Paper short abstract:
Rapid social changes lead to middle-aged couples providing elderly care for both set of parents. Men as sons and sons-in-law selectively undertake care practices that reconcile with their sense of masculinity. Such care arrangements result in sons-in-law increased importance in the family relations.
Paper long abstract:
Historically under the ie norm the first son and his wife had the duty to look after his elderly parents. Rapid social changes, such as aging population, decreasing birth-rate, declining Confucian belief, and changes in parent-children relationships, increasingly place pressure on younger people who may even need to look after both sets of parents. Based on fieldwork of middle aged married couples in Hōjō city, Hyōgo, in 2014, I ask how the couples arrange care for all their elder parents, negotiating their roles amongst themselves and their siblings. My main focus is on how men reconcile their involvement in elderly care with their sense of masculinity, as elderly care has been considered a domain of women even when the first sons had the duty of care.

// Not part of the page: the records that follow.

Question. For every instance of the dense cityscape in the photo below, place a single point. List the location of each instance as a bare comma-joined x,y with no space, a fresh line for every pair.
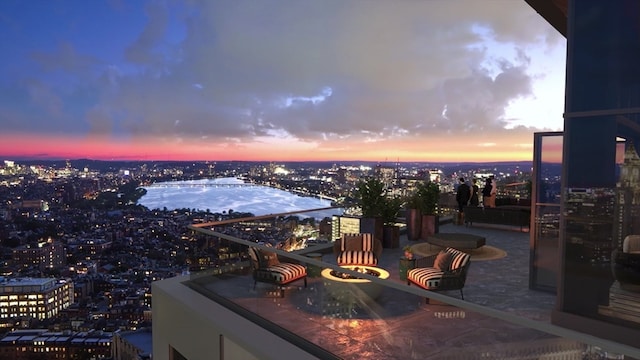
74,230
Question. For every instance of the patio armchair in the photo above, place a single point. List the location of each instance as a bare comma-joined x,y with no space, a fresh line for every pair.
357,249
267,268
446,270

Daughters, who increasingly commit to care for their own parents, negotiate support with their siblings, which may lead to harmonious and conflictual relations. The wife also draws her husband, the son-in-law, into providing care for parents-in-law to perform selected activities, 'additional help', such as accompanying to hospital or cutting weeds, which they consider part of the chikara shigoto (heavy work) of elderly care, which allows the husband to reconcile his involvement with his sense of masculinity. In turn, the wife's appreciation for his help supports her performing elderly care for the husband's parents, allowing the husband to fulfil his weakened, but not absent, sense of filial duty to his parents. Thus, although in the discussions of Japanese family relationships sons-in-law are traditionally marginal, my ethnographic research suggests that sons-in-law are increasingly important in the Japanese family relations.